- Perusahaan nikel, PT Gag Nikel (GN) kembali beroperasi setelah sempat setop awal Juni lalu lantaran mendapat kecaman publik karena mengancam Raja Ampat. Terlebih, industri ekstraktif ini beroperasi di Pulau Gag, Papua Barat Daya yang tergolong pulau kecil, dengan hanya 6.500 hektar.
- Pemerintah menilai, perusahaan yang PT Aneka Tambang (Antam) akuisisi ini telah menjalankan tata kelola tambang yang baik dan perspektif lingkungan. Tim gabungan itu memberikan program penilaian kinerja perusahaan (Proper) hijau (beyond compliance/program unggulan lingkungan).
- Arie Rompas, Ketua Tim Kampanye Hutan Greenpeace Indonesia mengatakan, pemberian izin dan Proper hijau itu menjadi ancaman bagi keberlanjutan ekologi di Raja Ampat. Bukan tak mungkin, ini bisa menjadi pintu gerbang industri ekstraktif mengeksploitasi Raja Ampat. Pemerintah tidak transparan.
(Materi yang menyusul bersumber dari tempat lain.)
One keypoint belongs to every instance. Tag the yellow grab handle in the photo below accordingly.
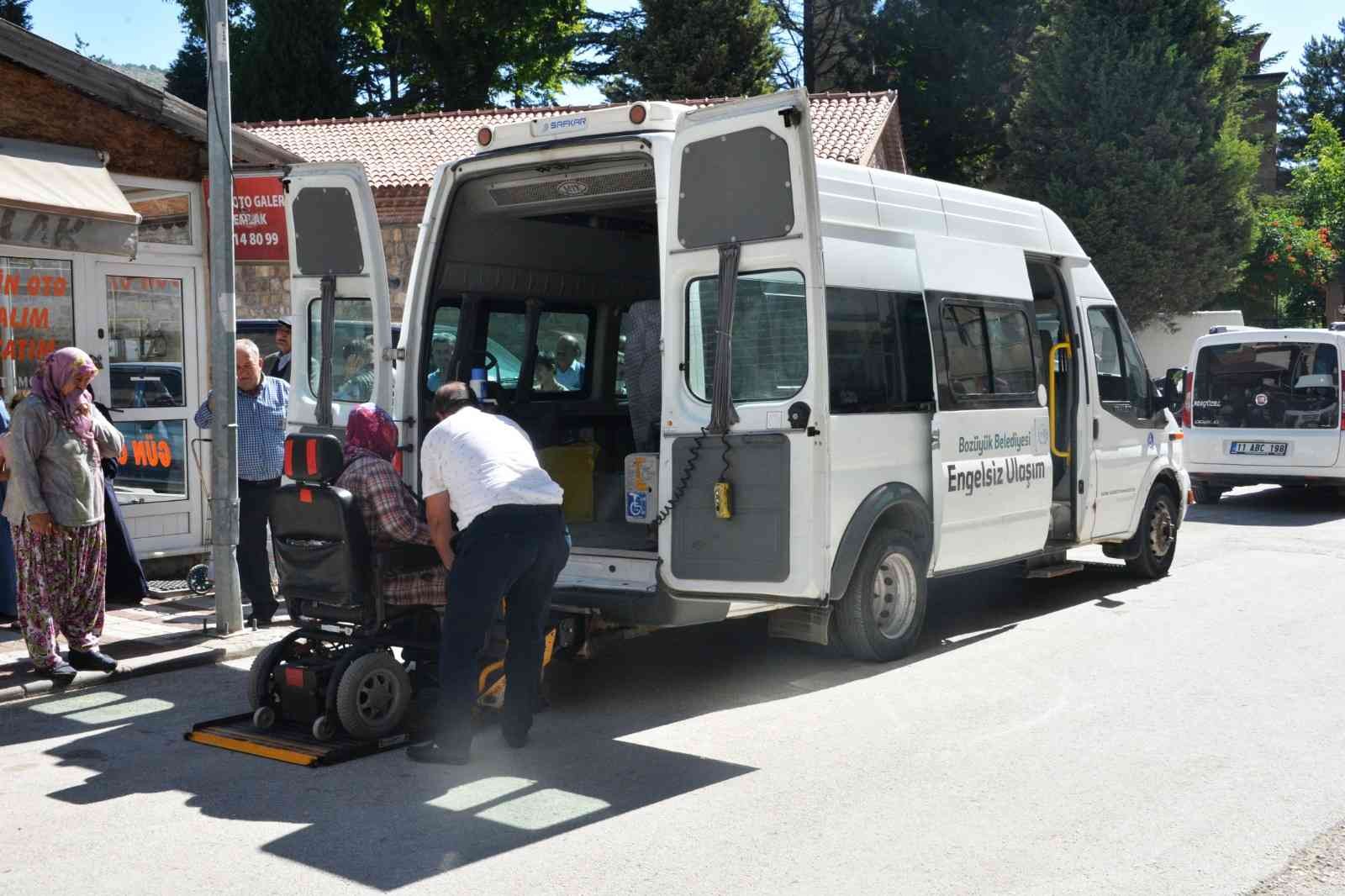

Proper hijau itu hanya kriteria saja namun tidak ada transparansi terkait dampak terhadap pembukaan tambangan di Pulau Gag.
- Muhammad Jamil, Kepala Divisi Hukum dan Kebijakan Jaringan Advokasi Tambang (Jatam), mengatakan, keputusan pemerintah memperlihatkan watak rezim yang sebenarnya. Padahal, sudah jelas ada larangan penambangan di pulau kecil.
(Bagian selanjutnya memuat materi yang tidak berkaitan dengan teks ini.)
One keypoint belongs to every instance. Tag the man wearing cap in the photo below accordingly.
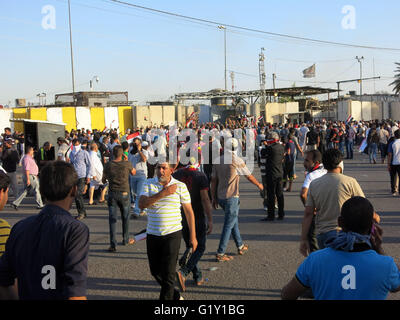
(63, 150)
(10, 160)
(30, 178)
(272, 155)
(138, 157)
(225, 192)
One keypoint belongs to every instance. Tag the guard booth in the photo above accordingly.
(38, 132)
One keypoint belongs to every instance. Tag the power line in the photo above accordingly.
(189, 18)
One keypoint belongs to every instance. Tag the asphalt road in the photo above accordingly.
(270, 263)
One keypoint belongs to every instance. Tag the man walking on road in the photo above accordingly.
(272, 174)
(198, 187)
(117, 172)
(315, 170)
(225, 192)
(81, 161)
(163, 197)
(10, 159)
(326, 196)
(30, 178)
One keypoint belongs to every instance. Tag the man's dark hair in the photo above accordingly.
(357, 215)
(316, 155)
(118, 151)
(28, 148)
(331, 159)
(56, 180)
(4, 181)
(125, 145)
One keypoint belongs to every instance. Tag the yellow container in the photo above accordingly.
(125, 119)
(38, 114)
(97, 117)
(69, 118)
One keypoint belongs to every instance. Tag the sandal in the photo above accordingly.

Perusahaan nikel, PT Gag Nikel (GN) kembali beroperasi setelah sempat setop awal Juni lalu lantaran mendapat kecaman publik karena mengancam Raja Ampat. Terlebih, industri ekstraktif ini beroperasi di Pulau Gag, Papua Barat Daya yang tergolong pulau kecil, dengan hanya 6.500 hektar.
GN kembali beroperasi pada 3 September setelah mendapat izin dari Kementerian Energi dan Sumber Daya Mineral (KESDM), alih-alih mencabut izin usaha pertambangan (IUP) perusahaan itu.
KESDM berdalih, keputusan ini muncul setelah tim Direktorat Jenderal Mineral dan Batubara (Minerba) bersama Kementerian Lingkungan Hidup, Kementerian Kehutanan dan Kementerian Kelautan dan Perikanan (KKP) melakukan evaluasi di lapangan.
Pemerintah menilai, perusahaan yang PT Aneka Tambang (Antam) akuisisi ini telah menjalankan tata kelola tambang yang baik dan perspektif lingkungan. Tim gabungan itu memberikan program penilaian kinerja perusahaan (Proper) hijau (beyond compliance/program unggulan lingkungan).
“Hijau itu artinya dia sudah comply semua terhadap tata kelola lingkungan, plus pemberdayaan masyarakatnya juga ada,” kata Tri Winarno, Dirjen Minerba KESDM, kepada awak media Senin, (8/9/25).
Sebelumnya, pemerintah mencabut empat izin usaha tambang (IUP) nikel di Raja Ampat, usai memantik kritik publik. Tambang itu beroperasi di pulau-pulau kecil Raja Ampat.
Empat izin tambang yang pemerintah cabut ialah PT Kawai Sejahtera Mining (KSM) seluas 5.922 hektar di Pulau Kawei, PT Mulia Raymond Perkasa (MRP) 2.193 hektar di Pulau Manyaifun Batang Pele. Lalu, PT Anugerah Surya Pratama (ASP) sekitar 1.173 hektar di Pulau Manuran, dan PT Nurham (3.000 hektar) di Yesner Waigeo Timur.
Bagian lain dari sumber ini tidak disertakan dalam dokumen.